— Quoi ? demanda celui-ci en croisant son regard et en clignant des yeux.
— Il a disparu, expliqua Fassin. Le logiciel. Le vieillard. Le vaisseau.
— Oui, il est enclin à faire ce genre de chose, répondit le singe dans un soupir.
La fois suivante, en lieu et place du désert de verre pilé s’étirait une jungle, un mur de tiges étrangement turgescentes, vertes, jaunes ou rouges, de feuilles et de parasites tombants, de branches et de plantes grimpantes penchées, qui s’abreuvaient dans le courant lent de la rivière.
Le reste n’avait pas changé, sauf peut-être le vieil homme, moins maigre que lors de sa première visite. Son visage semblait plus mobile, sa voix moins lasse.
— J’étais un chasseur d’IA. Pendant plus de mille cinq cents ans, j’ai aidé à débusquer et à détruire les anathématiques. Si j’étais capable de ressentir des émotions, je suppose que je serais fier de moi.
— Cela ne vous a jamais troublé de pourchasser et de détruire des machines tellement similaires à vous ?

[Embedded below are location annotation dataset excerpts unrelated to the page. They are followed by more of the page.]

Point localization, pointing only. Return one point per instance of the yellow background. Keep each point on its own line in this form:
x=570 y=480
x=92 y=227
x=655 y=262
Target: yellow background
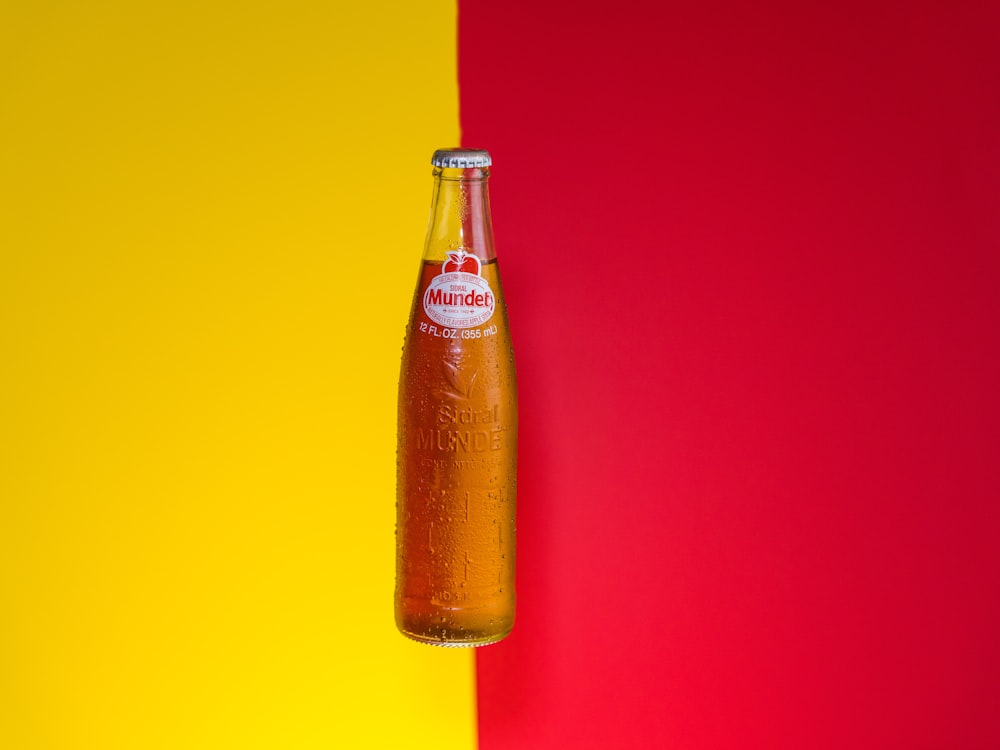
x=211 y=219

Le singe au poil roux – assis à sa place habituelle, à quelques pas de là, où il nettoyait son plastron en crachant dessus et en le frottant avec un chiffon crasseux – toussa. Fassin croisa son regard, mais n’y lut rien de particulier.
— Je n’étais qu’un ordinateur, rétorqua le vieil homme en fronçant les sourcils. Et encore. Tout juste un fantôme. Je faisais ce qu’on me disait, j’obéissais aux ordres. J’étais l’intermédiaire entre les Voehns, qui pensaient et prenaient les décisions, et les systèmes du navire. Une interface. Rien d’autre.
— Cela vous manque ?
— Dans un sens, oui. Pas réellement, toutefois. Faire cette expérience reviendrait – si j’ai bien compris – à ressentir une émotion, ce qui est évidemment impossible pour un programme non intelligent et encore moins vivant. Néanmoins, je ne puis nier que mon état actuel est moins satisfaisant, puisqu’il ne me permet pas d’accomplir la mission pour laquelle j’ai été conçu. Alors, oui, on peut dire que le vaisseau me manque. Il n’est plus là. Je l’ai cherché, en vain. Je ne puis ni le sentir, ni le contrôler. J’en conclus qu’il s’est autodétruit, que je suis hébergé par un autre substrat, quelque part.
Fassin se tourna vers le singe, assis à quelques mètres de là. Quercer & Janath avaient pris les commandes du Protreptic, coupé son ordinateur et contourné le logiciel que celui-ci contenait.
— Savez-vous ce que je suis, ce qu’est ce singe en armure assis derrière nous ? demanda-t-il à l’homme.
— Je ne sais pas, confessa le vieillard. Des vaisseaux morts ?
— Non, répondit Fassin en secouant la tête.
— Alors, vous êtes peut-être des représentations du substrat dans lequel je suis désormais contenu. Vous m’interrogez pour m’amener à dévoiler mon passé.
— Vous savez, vous me paraissez bel et bien vivant. Et si le fait de ne plus être connecté au vaisseau vous avait éveillé à la vie et à l’intelligence…
— Bien sûr que non ! dit le vieil homme avec mépris. Je suis juste capable de créer l’illusion de la vie. Ce n’est d’ailleurs pas très difficile.
— Comment vous y prenez-vous ?
— Rien de plus simple quand on a accès à une mémoire comme la mienne, à des trillions de faits, de travaux, de livres, d’enregistrements, de phrases, de mots et de définitions. Je suis la somme de tous mes souvenirs, reprit le vieillard en examinant le bout de ses doigts, soumis à un ensemble considérable d’applications diverses. J’ai la chance de pouvoir réfléchir extrêmement vite, ce qui me permet d’écouter l’être conscient et intelligent que vous êtes, de répondre, de réagir en conséquence, de suivre votre pensée, voire de l’anticiper.
» Toutefois, tout ceci n’est que le produit de programmes – des programmes écrits par des êtres intelligents –, le résultat de recherches effectuées dans mes bases de données, dans les enregistrements des conversations que j’ai tenues précédemment, le fruit d’un intense travail de sélection et de tri. Ce processus peut sembler mystérieux, mais il est juste très compliqué. Au début, cela commence simplement : nous nous rencontrons et vous me dites « bonjour ». À moi de déterminer s’il convient de vous répondre « bonjour » ou d’élaborer quelque chose de plus complexe, un peu comme maintenant.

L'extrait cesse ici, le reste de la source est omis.